Hamburg hasst mich,
oder der Versuch eines Ausflugs.

Eben sind wir noch durch hohe Woken mit leichtem Sonnenschein gefahren.

Nachdem wir das Parkhaus verlassen haben und die Straße in Richtung Alster überquert haben, beginnt es zu regnen.

Wir flüchten uns unter die Alsterarkarden.



Von da haben wir einen leicht verregneten Blick auf das Rathaus.



Neben den vielen Goldschmieden, die sich da angesiedelt haben, gibt es auch noch Ausblicke auf das Essen.



Die ersten Regenwolken haben sich wieder zurückgezogen.



Als nächstes lockt ein großes Kaufhaus, das seinen Namen von dem Gewässer hat, an dem es liegt. Bevor es wieder regnet, versuchen wir es einfach mal da.

Es ist reichlich Platz, wir müssen uns nur durch ganz wenig Gedränge quetschen.

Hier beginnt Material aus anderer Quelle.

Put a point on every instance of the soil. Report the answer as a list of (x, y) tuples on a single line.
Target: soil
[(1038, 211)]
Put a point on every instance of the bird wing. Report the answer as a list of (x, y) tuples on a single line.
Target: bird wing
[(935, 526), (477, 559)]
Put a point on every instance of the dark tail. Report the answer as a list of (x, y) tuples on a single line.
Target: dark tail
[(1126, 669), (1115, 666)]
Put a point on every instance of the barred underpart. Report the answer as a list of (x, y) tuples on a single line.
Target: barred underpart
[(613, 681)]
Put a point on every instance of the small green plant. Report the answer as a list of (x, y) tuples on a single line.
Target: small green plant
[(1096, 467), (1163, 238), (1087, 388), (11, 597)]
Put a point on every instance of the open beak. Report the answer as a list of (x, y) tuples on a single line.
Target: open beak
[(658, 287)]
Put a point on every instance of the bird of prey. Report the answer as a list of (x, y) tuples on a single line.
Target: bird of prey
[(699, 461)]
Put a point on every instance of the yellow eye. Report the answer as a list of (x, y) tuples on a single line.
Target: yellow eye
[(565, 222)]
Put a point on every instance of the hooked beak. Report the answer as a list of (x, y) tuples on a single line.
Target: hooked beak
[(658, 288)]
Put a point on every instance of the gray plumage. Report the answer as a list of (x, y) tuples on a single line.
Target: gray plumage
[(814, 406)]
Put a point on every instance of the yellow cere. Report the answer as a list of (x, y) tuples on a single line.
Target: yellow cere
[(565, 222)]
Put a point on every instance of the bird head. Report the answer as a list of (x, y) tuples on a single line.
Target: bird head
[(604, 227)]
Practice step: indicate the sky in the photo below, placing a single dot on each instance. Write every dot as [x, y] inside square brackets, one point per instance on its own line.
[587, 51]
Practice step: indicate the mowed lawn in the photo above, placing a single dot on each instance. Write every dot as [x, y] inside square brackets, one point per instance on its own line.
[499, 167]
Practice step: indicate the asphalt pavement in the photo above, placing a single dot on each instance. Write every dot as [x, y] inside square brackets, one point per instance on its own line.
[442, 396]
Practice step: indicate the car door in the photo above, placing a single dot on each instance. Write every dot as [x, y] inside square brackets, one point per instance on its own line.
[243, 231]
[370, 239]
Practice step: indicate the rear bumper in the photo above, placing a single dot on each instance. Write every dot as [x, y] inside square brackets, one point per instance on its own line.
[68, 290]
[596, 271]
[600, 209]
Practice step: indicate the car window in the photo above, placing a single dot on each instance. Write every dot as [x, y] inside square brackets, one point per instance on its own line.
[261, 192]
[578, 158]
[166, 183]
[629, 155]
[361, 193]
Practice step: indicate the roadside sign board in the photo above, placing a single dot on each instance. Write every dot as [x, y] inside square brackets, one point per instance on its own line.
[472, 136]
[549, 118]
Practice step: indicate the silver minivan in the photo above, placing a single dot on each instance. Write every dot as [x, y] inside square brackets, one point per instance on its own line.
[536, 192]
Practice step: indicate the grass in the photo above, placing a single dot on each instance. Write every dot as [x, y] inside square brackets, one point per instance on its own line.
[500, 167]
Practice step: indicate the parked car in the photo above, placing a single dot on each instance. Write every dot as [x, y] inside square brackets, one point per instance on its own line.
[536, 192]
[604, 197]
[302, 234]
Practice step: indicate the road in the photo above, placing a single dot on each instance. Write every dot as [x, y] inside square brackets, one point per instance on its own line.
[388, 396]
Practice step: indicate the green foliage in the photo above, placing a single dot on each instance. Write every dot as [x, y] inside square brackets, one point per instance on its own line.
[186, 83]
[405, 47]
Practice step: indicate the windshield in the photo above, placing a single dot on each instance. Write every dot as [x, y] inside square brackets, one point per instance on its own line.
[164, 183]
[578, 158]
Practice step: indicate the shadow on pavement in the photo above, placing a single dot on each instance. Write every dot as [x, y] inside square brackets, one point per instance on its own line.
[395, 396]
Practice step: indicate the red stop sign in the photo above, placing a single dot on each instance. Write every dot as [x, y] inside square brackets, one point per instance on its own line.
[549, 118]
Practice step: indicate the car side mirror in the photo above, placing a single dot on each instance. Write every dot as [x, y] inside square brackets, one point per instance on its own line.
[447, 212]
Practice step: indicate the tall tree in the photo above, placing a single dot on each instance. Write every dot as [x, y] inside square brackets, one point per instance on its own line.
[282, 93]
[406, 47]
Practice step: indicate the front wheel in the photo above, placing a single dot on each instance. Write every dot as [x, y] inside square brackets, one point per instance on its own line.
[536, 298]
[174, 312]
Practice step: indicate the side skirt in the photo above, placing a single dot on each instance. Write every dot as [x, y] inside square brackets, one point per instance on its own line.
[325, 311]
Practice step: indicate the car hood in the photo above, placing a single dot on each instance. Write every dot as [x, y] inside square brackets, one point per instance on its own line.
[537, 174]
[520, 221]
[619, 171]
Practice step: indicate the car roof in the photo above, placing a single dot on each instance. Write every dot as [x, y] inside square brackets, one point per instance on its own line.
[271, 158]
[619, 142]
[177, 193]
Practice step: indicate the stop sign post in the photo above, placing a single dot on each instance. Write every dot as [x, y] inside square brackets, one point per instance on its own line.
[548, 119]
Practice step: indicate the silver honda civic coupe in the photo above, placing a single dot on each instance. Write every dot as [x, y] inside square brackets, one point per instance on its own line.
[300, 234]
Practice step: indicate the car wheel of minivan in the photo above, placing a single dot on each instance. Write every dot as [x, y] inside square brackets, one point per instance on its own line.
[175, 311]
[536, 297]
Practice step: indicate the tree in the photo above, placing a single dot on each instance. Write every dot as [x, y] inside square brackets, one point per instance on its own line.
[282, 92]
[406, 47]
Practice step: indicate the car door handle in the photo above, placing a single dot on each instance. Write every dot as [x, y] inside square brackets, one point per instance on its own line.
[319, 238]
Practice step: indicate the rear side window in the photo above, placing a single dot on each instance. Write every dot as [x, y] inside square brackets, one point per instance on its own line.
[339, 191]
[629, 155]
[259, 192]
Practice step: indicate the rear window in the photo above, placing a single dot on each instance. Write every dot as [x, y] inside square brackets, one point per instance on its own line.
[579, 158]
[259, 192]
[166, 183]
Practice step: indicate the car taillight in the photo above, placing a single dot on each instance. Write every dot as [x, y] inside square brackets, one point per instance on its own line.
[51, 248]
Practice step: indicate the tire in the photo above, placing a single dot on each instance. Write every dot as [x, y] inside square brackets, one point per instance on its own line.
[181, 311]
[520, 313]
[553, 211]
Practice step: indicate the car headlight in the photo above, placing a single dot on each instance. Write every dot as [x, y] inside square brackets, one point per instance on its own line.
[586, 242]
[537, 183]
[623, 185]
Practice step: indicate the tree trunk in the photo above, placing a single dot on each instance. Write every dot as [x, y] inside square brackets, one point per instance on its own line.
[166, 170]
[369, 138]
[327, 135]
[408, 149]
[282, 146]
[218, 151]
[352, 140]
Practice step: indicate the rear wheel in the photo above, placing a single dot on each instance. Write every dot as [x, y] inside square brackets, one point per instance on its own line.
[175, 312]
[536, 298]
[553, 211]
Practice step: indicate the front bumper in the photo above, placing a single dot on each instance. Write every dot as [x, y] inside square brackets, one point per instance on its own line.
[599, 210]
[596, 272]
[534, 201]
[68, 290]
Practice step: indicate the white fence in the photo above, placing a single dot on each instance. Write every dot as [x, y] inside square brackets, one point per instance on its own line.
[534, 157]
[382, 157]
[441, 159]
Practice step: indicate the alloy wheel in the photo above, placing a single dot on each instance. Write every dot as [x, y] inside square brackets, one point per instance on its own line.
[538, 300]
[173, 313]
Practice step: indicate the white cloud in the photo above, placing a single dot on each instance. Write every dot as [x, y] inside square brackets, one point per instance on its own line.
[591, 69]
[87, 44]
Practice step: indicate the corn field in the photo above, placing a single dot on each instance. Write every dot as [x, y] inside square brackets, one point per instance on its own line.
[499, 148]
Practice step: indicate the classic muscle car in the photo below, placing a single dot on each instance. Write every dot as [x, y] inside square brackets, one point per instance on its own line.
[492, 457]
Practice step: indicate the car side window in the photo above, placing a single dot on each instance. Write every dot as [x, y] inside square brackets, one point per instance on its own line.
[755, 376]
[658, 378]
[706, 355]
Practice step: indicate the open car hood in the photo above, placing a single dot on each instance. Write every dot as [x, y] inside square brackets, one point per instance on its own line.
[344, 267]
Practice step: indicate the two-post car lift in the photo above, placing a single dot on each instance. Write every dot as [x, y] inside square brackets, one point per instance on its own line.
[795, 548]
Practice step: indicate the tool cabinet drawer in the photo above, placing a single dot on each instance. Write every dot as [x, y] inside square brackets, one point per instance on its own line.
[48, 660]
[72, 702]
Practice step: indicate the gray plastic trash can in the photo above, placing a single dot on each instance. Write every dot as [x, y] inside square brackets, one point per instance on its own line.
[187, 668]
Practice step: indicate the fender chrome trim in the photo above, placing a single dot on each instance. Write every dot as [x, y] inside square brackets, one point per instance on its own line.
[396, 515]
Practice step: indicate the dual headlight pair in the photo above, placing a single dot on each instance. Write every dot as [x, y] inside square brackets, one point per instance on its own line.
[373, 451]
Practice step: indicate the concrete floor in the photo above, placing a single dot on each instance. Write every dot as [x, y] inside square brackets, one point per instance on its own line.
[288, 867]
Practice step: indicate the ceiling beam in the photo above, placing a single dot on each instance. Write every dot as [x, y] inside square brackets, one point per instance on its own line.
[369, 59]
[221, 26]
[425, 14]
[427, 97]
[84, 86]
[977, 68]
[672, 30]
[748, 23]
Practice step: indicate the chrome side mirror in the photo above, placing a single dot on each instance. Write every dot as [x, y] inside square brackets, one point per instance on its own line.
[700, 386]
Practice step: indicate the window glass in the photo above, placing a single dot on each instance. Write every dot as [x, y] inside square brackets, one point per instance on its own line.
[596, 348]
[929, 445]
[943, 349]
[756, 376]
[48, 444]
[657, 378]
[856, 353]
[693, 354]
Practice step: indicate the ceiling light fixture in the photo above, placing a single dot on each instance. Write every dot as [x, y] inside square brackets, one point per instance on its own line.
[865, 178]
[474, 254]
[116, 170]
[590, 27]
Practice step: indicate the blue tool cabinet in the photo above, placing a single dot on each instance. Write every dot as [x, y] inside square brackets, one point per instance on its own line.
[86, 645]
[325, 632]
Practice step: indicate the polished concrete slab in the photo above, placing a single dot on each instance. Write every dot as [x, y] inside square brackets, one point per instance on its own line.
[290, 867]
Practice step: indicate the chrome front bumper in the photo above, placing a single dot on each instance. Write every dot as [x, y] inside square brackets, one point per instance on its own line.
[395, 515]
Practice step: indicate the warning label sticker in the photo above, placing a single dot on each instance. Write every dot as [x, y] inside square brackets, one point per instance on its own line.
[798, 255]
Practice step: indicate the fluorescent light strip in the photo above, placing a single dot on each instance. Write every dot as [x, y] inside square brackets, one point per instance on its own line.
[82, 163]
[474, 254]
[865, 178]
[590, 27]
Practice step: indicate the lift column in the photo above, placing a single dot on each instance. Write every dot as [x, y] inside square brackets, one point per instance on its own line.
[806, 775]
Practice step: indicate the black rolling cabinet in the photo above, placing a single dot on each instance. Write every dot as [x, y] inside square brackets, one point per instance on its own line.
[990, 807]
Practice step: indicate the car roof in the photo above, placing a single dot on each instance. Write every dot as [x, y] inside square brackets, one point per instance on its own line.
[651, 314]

Wo sich normalerweise 50 Hosen auf einem Meter Kleiderstange drängeln, sind es hier nur 5. Entsprechend sind die Preise.



Dafür braucht man an der Kasse nicht lange warten.



Wir kaufen uns in der Süßwarenspezialitäten-Abteilung für einen Haufen Euros lecker aussehende handgemachte Pralinen.
Leider schmecken sie nicht so gut, wie erwartet. Am besten sind noch die, die nach den rosa Cremehütchen schmecken, die man allerding für ein paar Cent woanders bekommt.

Inzwischen hat es aufgeklart und der Himmel lockt zu einem Spaziergang. Der Wind treibt die Fontäne in einer langen Fahne über die Alster.



Der Himmel hält seine Wasser zurück. Auf dem Weg zu einer kleinen Insel in der Außenalster kommen wir am Hotel Atlantic vorbei, wo "uns Udo"* uns zuwinkt (ganz oben rechts).



Auf der Gurlitt-Insel angekommen, ballt sich das nächste Unwetter zusammen.



Doch wir trotzen den Naturgewalten und versuchen, an der frischen Luft etwas zu essen. Doch nachdem uns alle Sevietten vom Wind gefressen wurden und ich den Flammkuchen nur unter Einsatz von Messer und Gabel auf dem Teller halten kann, die ersten Tropfen ins Alsterwasser fallen, beenden wir unsere Vesper doch lieber drinnen.



Es stellt sich Dauer-Land-Regen ein.
Unter einen kleinen Schirm geduckt warten wir darauf, dass die Ampel für die Fußgänger rot wird.
Endlich ist es soweit, die Hosenbeine sind schon an die Waden geklebt. Wir springen ins Taxi und lassen uns zurück zum Parkhaus bringen.

Nachdem wir schon eine ganze Weile gefahren sind, fragt der Fahrer: "Wollen Sie wirklich zum xxx-Center oder in die xxx-Passage?"
Wir wollen in die xxx-Passage, sind jedoch auf dem Weg zum xxx-Center.

Der Fahrer beendet dann die Stadtrundfahrt an der für uns richtigen Stelle.

Nachdem wir das richtige Parkdeck gefunden haben, suchen wir mit der Fernbedienung das Auto, denn es gibt keine Platznummern in dem riesigen Gewühle. Endlich sehen wir irgendwo die Lichter blinken und auch im Innenraum geht ein Licht an. Wir haben unser Auto wieder. Nix wie weg.

Hamburg hat uns wieder mal erfolgreich vorzeitig rausgeekelt.

Ich bin aber sicher, wir kommen wieder, denn wir hatten uns noch so einiges vorgenommen, dass wir heute nicht abhaken konnten.